Ancient Egyptian high priest of Osiris

Wenennefer (also Wennefer, Wennufer or Unnefer) was an ancient Egyptian High Priest of Osiris at Abydos, during the reign of pharaoh Ramesses II of the 19th Dynasty.

== Biography ==
His name "Wenennefer" ("the one who continues to be perfect"), is one of the epithets of Osiris, which alludes to this god's post-mortem power.

Wenennufer was a son of the High Priest of Osiris Mery and the Chantress of Osiris Maianuy. He was married to Tiy also called Nefertari, the daughter of the Overseer of the Granary Qeni and his wife Wiay. Wenennufer and Tiy had at least two sons, Hori and Yuyu. Wenennufer's mother Maianuy was the daughter of the High Priest of Osiris To (sometimes called Tjay) and his wife Buia.

Following a practice typical of the New Kingdom, Wenennefer inherited from his father the office of High Priest of Osiris, and after thirty-five years of priesthood he left it to his son Hori, who in turn was succeeded by Yuyu.

==Monuments==
===Double statue of Wenennefer and his father Mery===
The statue (Cairo JdE 35257) depict both Wenennefer and his father Mery. Wenennefer is said to be the son of Mery and Maianuy. Maianuy herself is identified as the daughter of the High Priest of Osiris To and his wife Buia.
Wenennufer's Wife Tiy was the chief of the Harim of Osiris. She was the daughter of the Overseer of the Granaries Qeni and his wife Wiay.

The dorsal surface of the statue gives more information about the extended family of Mery and Wenennefer. Mery is said to be the son of the Dignitary and High Priest of Osiris Hat and his wife Iuy. The parents of Maianuy and Tiy are given again in the inscriptions.
The scenes include further relatives. Several are listed as "his son": the Stablemaster Ramose, Prophet of Isis Yuyu, Second Prophet of Osiris Siese, Prophet of Horus Hor, and the Priest and Lector of Osiris Mery. There is also a row of women listed as "his daughter": Sheritre, Wiay, Istnofret, Mutnofret, and Buia.

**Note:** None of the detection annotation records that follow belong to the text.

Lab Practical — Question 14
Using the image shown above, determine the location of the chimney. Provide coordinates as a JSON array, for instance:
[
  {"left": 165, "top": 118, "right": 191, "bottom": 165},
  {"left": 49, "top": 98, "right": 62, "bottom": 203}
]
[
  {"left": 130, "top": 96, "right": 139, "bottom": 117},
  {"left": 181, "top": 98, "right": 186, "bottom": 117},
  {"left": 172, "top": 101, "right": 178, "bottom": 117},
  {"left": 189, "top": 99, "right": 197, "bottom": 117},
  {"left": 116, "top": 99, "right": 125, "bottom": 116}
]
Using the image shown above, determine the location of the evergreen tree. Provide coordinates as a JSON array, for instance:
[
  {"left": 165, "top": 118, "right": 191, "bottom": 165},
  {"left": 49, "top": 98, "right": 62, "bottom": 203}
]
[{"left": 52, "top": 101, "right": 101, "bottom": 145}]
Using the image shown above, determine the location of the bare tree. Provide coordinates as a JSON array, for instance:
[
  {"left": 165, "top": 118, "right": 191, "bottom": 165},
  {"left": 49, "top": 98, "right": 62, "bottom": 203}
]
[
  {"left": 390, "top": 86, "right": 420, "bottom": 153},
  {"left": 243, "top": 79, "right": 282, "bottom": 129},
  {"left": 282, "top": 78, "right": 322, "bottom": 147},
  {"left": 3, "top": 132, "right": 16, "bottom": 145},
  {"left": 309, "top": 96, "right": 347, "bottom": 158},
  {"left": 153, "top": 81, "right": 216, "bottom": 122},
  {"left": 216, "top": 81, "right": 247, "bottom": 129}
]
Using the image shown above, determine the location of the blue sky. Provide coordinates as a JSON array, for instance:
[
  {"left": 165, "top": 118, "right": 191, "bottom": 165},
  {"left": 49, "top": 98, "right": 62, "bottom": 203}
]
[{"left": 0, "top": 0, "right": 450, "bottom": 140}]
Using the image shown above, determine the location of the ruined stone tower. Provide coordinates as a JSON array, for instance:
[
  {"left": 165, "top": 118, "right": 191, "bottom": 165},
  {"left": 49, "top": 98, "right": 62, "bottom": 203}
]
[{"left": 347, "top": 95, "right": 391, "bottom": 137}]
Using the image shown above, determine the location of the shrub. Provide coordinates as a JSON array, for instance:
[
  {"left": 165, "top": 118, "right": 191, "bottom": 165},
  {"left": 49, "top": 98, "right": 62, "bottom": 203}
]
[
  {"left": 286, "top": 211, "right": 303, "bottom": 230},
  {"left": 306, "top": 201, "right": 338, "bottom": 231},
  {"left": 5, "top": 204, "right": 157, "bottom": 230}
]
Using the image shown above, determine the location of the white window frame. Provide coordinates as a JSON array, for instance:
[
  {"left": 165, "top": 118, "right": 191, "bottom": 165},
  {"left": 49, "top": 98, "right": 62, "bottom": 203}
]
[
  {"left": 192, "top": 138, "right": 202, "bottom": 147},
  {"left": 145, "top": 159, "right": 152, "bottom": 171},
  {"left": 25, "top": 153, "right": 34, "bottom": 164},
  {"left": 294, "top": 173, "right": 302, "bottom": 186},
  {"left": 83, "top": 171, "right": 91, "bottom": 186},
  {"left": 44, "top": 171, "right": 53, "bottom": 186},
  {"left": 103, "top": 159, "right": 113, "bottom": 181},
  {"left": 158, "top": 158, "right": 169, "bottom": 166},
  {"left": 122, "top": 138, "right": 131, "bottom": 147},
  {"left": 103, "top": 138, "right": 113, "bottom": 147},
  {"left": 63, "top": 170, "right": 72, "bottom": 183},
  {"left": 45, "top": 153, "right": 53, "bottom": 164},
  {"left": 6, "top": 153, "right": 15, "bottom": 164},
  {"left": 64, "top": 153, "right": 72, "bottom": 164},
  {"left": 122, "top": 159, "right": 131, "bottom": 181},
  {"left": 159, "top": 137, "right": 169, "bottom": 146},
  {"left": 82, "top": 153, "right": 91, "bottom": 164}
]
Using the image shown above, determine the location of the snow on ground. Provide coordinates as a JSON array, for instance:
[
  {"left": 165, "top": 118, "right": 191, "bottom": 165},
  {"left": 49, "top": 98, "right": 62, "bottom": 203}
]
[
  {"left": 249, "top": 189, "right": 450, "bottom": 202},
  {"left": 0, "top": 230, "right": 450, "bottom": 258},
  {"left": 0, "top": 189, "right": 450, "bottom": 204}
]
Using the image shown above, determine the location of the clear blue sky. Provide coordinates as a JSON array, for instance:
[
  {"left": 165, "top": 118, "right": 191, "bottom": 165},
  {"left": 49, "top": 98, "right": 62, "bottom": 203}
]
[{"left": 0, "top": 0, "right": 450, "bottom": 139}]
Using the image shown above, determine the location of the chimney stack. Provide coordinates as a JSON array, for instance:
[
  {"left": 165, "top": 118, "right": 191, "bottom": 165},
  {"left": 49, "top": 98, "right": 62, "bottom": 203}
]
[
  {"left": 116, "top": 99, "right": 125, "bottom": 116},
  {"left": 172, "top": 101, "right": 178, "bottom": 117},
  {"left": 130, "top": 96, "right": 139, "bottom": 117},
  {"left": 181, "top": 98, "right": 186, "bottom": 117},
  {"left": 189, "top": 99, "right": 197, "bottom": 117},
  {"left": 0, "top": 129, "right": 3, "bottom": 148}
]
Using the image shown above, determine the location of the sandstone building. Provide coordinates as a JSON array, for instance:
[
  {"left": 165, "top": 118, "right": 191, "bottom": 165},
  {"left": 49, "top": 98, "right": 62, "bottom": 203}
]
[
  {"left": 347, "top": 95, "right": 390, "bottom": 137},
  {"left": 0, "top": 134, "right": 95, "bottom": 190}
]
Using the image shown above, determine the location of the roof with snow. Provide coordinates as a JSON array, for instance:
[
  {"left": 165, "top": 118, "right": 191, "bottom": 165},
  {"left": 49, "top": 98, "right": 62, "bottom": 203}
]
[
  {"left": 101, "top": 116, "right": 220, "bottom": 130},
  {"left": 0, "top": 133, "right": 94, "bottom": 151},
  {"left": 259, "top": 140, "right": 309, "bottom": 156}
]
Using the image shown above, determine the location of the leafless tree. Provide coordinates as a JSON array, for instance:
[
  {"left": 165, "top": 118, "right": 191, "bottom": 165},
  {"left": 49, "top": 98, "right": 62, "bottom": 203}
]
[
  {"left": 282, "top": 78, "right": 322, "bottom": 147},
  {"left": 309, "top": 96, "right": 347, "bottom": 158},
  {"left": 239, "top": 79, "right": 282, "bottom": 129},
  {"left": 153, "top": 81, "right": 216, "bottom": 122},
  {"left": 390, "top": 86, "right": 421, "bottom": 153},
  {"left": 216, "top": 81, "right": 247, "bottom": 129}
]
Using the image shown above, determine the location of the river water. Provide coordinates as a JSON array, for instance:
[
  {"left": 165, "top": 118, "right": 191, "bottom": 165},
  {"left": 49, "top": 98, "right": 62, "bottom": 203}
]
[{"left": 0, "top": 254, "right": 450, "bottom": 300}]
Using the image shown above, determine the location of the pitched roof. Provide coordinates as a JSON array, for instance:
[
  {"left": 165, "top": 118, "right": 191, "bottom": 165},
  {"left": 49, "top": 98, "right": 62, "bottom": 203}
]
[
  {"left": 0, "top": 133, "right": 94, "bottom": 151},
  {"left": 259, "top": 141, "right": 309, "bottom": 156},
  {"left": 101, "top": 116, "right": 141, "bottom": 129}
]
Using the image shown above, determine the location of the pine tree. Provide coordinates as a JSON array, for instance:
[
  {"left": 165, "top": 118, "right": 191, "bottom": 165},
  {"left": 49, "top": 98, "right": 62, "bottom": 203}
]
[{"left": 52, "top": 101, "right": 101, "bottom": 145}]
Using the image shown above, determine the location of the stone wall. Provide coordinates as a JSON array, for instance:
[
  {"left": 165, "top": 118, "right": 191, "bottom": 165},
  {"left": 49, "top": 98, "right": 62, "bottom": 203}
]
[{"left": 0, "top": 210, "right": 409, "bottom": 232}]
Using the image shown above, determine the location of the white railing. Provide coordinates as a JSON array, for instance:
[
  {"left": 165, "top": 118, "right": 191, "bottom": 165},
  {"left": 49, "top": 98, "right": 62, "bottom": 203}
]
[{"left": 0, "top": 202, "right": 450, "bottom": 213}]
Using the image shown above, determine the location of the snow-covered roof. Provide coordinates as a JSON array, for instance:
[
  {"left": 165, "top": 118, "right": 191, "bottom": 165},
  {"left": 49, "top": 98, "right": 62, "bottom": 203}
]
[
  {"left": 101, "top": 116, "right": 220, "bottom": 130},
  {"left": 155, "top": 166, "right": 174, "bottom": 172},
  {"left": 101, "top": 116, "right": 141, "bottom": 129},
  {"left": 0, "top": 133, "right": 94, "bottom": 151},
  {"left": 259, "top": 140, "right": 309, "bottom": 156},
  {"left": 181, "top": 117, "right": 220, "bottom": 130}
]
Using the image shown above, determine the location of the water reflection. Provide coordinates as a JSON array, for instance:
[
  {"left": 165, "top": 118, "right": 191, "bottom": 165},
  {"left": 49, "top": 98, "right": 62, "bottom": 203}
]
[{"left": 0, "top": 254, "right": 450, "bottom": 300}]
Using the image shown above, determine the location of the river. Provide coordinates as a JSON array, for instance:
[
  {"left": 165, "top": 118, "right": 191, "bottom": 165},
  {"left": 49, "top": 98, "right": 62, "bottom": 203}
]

===Family Monument from Abydos ===
This limestone block comes from Abydos, but is now in the Cairo Museum (JdE 35258). One side shows Wenennufer flanked by two jackals. In the text he his accompanied by two men said to be "his brothers" the vizier Prehotep I and the Vizier Nebamun. It is not clear how these men are related because they are not real brothers.
Another side shows Wenennefer with his wife Tiy and mother Maianuy in the presence of a barque. The third side shows Wenennufer and his son the Second Prophet of Osiris Siese. The fourth and final side shows Mery holding two standards. Mery is said to be the son of the Dignitary, God's Father and Sealbearer of Osiris Hat and his wife Iuy. The name of Ramesses II appears throughout the scenes.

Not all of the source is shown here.